Manes Gaël, Mamouni Sonia, Hérald Emilie, Richard Anne-Claire, Sénéchal Audrey, Aouad Karim, Bocquet Béatrice, Meunier Isabelle, Hamel Christian P
Institut National de la Santé et de la Recherche Médicale, U1051, Institute for Neurosciences of Montpellier, Montpellier, France.
University of Montpellier, Montpellier, France.
Mol Vis. 2017 Apr 3;23:198-209. eCollection 2017.
Sixteen different mutations in the guanylate cyclase activator 1A gene (), have been previously identified to cause autosomal dominant cone dystrophy (adCOD), cone-rod dystrophy (adCORD), macular dystrophy (adMD), and in an isolated patient, retinitis pigmentosa (RP). The purpose of this study is to report on two novel mutations and the patients' clinical features.
Clinical investigations included visual acuity and visual field testing, fundus examination, high-resolution spectral-domain optical coherence tomography (OCT), fundus autofluorescence imaging, and full-field and multifocal electroretinogram (ERG) recordings. was screened by Sanger sequencing in a cohort of 12 French families with adCOD, adCORD, and adMD.
We found two novel mutations-one amino acid deletion, c.302_304delTAG (p.Val101del), and one missense mutation, c.444T>A (p.Asp148Glu)-each of which was found in one family. The p.Asp148Glu mutation affected one of the Ca-binding amino acids of the EF4 hand, while the p.Val101del mutation resulted in the in-frame deletion of Valine-101, localized between two Ca-binding aspartic acid residues at positions 100 and 102 of the EF3 hand. Both families complained of visual acuity loss worsening with age. However, the p.Asp148Glu mutation was present in one family with adCOD involving abnormal cone function and an absence of macular atrophy, whereas p.Val101del mutation was encountered in another family with adMD without a generalized cone defect.

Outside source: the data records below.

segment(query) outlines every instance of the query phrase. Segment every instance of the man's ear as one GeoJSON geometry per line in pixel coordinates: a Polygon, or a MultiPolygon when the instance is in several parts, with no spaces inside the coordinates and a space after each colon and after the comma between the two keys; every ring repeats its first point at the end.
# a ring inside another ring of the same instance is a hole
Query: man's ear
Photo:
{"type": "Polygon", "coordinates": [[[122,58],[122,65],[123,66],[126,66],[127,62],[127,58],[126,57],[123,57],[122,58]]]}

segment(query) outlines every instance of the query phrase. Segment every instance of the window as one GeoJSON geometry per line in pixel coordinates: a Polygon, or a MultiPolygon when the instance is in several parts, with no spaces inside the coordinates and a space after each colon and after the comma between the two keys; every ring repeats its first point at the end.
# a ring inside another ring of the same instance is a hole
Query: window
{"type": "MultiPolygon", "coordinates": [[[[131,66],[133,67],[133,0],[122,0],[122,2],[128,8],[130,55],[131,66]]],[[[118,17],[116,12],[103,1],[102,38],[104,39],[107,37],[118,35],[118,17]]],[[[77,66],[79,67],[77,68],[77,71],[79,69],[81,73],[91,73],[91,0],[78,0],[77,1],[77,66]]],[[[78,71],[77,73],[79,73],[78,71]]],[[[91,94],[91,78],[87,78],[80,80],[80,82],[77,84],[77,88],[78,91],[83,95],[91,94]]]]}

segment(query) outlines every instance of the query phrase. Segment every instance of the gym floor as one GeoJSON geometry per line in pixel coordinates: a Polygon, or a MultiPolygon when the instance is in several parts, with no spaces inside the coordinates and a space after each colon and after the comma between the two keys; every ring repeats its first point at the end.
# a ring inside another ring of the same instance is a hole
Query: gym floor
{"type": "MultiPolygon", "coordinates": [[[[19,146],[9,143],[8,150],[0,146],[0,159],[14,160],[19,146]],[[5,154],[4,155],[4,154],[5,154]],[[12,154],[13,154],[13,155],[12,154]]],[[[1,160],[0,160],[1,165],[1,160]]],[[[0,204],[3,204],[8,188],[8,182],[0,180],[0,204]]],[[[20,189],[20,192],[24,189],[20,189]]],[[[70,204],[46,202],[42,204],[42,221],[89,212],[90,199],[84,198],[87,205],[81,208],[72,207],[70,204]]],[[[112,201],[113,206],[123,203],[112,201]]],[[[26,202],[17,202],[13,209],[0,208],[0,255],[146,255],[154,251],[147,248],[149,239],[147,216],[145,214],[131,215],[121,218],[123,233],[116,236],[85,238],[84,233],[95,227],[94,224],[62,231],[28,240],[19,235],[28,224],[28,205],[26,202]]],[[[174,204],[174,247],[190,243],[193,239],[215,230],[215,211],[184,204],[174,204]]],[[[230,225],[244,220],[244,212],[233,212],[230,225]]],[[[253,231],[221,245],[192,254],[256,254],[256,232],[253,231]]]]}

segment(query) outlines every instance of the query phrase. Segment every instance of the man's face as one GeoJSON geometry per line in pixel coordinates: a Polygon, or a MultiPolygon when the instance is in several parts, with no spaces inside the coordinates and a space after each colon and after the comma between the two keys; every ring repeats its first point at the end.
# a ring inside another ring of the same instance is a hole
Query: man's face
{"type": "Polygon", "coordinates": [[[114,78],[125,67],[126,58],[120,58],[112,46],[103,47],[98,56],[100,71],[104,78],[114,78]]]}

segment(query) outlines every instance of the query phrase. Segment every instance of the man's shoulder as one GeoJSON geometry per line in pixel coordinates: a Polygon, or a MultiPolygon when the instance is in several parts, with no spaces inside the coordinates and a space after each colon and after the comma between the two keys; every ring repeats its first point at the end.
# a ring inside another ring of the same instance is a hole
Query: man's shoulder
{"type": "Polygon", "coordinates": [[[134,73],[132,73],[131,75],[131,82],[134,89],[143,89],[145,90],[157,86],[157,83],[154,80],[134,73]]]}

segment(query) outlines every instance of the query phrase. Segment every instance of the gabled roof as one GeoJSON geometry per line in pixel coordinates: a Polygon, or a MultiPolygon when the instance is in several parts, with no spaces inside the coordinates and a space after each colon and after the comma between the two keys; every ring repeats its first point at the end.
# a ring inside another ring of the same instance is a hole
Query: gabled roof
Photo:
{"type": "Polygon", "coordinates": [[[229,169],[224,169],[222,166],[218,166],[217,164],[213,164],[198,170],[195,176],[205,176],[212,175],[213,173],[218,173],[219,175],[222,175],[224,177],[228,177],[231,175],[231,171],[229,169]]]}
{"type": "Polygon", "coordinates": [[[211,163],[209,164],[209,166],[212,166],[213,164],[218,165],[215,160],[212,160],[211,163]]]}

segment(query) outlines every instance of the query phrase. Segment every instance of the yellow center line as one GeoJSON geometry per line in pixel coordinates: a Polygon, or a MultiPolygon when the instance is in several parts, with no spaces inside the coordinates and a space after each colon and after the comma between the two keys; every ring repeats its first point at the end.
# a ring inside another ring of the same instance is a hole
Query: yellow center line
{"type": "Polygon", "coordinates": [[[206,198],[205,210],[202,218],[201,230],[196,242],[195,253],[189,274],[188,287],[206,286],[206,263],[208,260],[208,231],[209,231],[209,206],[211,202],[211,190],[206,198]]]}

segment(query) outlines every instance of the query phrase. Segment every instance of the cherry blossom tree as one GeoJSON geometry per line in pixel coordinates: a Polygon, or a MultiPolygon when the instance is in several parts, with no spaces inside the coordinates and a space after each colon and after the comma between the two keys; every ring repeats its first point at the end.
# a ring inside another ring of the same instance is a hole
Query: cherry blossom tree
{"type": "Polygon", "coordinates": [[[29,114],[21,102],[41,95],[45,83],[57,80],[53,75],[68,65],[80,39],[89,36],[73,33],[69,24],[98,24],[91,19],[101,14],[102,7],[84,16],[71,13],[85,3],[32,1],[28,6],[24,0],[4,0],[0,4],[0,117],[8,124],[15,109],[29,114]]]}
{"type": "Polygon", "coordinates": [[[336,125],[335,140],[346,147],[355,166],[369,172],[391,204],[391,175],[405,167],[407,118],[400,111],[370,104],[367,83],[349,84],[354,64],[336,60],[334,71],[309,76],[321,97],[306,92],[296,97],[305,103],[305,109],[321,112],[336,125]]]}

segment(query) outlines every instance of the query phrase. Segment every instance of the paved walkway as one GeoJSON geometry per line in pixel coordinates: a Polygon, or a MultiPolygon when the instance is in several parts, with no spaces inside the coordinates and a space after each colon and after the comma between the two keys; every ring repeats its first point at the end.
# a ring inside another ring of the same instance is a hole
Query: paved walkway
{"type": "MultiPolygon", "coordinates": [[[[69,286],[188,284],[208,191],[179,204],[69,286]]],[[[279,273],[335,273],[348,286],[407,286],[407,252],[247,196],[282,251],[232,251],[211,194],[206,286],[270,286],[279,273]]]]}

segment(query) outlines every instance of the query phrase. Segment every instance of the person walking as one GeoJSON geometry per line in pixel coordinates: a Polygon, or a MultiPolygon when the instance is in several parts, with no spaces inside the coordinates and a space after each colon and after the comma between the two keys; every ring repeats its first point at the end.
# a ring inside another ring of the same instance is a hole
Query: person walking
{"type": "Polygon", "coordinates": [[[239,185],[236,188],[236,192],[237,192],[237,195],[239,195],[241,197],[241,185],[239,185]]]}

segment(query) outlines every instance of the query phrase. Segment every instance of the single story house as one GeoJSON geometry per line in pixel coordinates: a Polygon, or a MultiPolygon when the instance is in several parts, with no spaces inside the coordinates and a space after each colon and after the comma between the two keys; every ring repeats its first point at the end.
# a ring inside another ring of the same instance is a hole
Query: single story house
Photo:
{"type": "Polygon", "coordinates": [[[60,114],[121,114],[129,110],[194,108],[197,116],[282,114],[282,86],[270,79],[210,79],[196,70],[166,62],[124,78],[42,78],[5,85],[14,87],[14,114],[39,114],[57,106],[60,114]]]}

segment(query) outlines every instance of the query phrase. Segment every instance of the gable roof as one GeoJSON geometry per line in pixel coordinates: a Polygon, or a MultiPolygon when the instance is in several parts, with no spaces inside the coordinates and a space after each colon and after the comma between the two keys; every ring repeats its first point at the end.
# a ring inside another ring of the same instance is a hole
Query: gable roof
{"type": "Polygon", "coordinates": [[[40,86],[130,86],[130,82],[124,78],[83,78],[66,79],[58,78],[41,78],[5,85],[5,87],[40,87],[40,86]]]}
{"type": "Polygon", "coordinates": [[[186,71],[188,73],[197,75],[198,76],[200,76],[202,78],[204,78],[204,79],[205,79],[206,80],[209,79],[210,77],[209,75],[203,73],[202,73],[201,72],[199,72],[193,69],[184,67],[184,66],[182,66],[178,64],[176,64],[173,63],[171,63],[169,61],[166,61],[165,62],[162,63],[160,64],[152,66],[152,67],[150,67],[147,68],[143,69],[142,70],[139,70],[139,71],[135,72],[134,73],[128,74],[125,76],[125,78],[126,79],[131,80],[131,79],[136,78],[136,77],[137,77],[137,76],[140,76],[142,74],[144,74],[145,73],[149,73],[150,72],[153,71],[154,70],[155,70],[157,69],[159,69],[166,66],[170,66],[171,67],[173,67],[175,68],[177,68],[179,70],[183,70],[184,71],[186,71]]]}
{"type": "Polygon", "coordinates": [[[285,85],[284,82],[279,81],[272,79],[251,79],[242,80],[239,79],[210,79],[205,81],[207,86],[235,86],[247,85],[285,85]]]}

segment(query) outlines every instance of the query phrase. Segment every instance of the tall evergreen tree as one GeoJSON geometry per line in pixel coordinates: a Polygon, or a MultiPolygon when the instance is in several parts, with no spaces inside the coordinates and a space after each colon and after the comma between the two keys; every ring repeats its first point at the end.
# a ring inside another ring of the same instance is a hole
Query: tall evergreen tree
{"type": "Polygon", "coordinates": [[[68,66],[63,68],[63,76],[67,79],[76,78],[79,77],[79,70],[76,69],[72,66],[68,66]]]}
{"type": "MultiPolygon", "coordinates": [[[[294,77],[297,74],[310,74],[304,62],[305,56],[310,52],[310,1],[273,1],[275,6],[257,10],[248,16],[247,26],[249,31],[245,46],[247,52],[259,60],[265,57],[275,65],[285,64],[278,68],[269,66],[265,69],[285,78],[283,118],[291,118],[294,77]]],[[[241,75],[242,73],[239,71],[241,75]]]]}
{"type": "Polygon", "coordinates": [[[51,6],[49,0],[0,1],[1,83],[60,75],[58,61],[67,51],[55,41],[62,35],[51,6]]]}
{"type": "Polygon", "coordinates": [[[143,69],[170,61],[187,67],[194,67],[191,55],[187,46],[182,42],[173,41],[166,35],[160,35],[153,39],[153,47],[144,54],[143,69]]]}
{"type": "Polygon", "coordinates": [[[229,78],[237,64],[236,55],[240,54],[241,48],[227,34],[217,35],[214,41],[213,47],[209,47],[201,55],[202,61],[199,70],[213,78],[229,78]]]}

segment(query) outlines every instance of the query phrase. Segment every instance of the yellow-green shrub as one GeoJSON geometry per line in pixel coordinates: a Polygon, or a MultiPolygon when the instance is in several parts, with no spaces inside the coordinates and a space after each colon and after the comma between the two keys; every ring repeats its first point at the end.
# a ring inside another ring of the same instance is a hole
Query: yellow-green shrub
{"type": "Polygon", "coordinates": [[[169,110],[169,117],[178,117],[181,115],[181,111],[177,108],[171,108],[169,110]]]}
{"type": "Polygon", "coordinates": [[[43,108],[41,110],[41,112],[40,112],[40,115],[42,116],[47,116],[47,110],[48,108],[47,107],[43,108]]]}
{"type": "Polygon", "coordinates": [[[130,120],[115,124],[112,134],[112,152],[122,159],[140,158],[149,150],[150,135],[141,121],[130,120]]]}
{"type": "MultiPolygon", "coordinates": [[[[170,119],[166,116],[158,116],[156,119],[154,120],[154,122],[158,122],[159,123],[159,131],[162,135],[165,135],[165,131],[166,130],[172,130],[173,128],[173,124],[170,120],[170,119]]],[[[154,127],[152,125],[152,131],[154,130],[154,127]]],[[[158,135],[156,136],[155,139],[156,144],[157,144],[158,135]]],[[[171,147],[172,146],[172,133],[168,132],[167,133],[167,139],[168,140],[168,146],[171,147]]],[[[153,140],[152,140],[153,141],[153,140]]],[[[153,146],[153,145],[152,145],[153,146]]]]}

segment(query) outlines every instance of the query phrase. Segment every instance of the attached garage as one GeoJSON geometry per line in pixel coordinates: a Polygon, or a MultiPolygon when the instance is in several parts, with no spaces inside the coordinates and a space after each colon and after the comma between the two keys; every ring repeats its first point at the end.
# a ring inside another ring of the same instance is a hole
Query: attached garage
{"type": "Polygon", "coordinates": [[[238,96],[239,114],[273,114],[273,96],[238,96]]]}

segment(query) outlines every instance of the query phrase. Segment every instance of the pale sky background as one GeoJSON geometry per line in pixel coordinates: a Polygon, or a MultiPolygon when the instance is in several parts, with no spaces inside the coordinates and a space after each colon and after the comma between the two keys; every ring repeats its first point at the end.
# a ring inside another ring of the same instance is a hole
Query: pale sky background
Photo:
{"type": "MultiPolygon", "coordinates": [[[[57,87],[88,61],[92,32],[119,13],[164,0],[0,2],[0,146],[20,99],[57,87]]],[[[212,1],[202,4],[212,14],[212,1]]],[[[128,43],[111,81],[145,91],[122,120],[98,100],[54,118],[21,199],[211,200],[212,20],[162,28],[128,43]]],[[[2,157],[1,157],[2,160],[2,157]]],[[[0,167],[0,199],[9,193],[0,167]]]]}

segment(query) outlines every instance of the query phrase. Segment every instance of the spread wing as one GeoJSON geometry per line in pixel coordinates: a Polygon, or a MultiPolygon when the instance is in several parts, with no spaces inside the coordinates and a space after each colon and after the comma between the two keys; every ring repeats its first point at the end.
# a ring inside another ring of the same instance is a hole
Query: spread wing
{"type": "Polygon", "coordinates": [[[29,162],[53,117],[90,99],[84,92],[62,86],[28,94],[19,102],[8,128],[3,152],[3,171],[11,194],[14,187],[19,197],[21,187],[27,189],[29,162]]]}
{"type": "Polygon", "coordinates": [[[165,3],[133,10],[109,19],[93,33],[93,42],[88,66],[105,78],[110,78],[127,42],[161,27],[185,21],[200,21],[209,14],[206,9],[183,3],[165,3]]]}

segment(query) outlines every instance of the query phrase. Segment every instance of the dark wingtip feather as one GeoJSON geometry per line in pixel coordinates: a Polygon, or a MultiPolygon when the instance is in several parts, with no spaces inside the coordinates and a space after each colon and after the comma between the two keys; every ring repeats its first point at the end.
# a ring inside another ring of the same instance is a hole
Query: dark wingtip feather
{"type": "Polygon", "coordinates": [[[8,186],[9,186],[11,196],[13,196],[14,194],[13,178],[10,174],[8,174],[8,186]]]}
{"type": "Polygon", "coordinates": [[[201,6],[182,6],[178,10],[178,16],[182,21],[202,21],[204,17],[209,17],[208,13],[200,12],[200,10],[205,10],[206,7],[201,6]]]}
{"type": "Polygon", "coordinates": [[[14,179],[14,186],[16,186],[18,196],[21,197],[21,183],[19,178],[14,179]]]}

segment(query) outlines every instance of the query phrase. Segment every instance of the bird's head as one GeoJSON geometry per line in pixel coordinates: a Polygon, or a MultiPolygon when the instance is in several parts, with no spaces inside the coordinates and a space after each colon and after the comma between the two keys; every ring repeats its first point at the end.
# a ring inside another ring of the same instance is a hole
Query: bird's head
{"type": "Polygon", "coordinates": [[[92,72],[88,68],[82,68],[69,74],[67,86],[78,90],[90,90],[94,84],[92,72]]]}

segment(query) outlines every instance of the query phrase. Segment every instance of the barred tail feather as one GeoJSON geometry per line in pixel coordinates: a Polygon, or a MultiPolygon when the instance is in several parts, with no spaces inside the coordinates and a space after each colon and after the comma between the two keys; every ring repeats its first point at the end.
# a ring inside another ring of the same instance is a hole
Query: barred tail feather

The two novel mutations described in this study are associated with distinct phenotypes, MD for p.Val101del and COD for p.Asp148Glu, with no intrafamilial phenotypic heterogeneity.
先前已鉴定出鸟苷酸环化酶激活剂1A基因()中的16种不同突变可导致常染色体显性遗传性视锥细胞营养不良(adCOD)、视锥-视杆细胞营养不良(adCORD)、黄斑营养不良(adMD),并且在一名孤立患者中导致色素性视网膜炎(RP)。本研究的目的是报告两种新的突变以及患者的临床特征。
临床检查包括视力和视野测试、眼底检查、高分辨率光谱域光学相干断层扫描(OCT)、眼底自发荧光成像以及全视野和多焦视网膜电图(ERG)记录。在一个由12个患有adCOD、adCORD和adMD的法国家庭组成的队列中,通过桑格测序对进行筛查。
我们发现了两种新的突变——一种氨基酸缺失,c.302_304delTAG(p.Val101del),以及一种错义突变,c.444T>A(p.Asp148Glu)——每个突变分别在一个家庭中发现。p.Asp148Glu突变影响了EF4结构域中一个与钙结合的氨基酸,而p.Val101del突变导致缬氨酸-101的框内缺失,该缺失位于EF3结构域中第100和102位两个与钙结合的天冬氨酸残基之间。两个家庭均主诉视力随着年龄增长而下降。然而,p.Asp148Glu突变存在于一个患有adCOD的家庭中,该家庭存在视锥细胞功能异常且无黄斑萎缩,而p.Val101del突变出现在另一个患有adMD的家庭中,该家庭无全身性视锥细胞缺陷。
本研究中描述的两种新突变与不同的表型相关,p.Val101del突变导致MD,p.Asp148Glu突变导致COD,且家系内无表型异质性。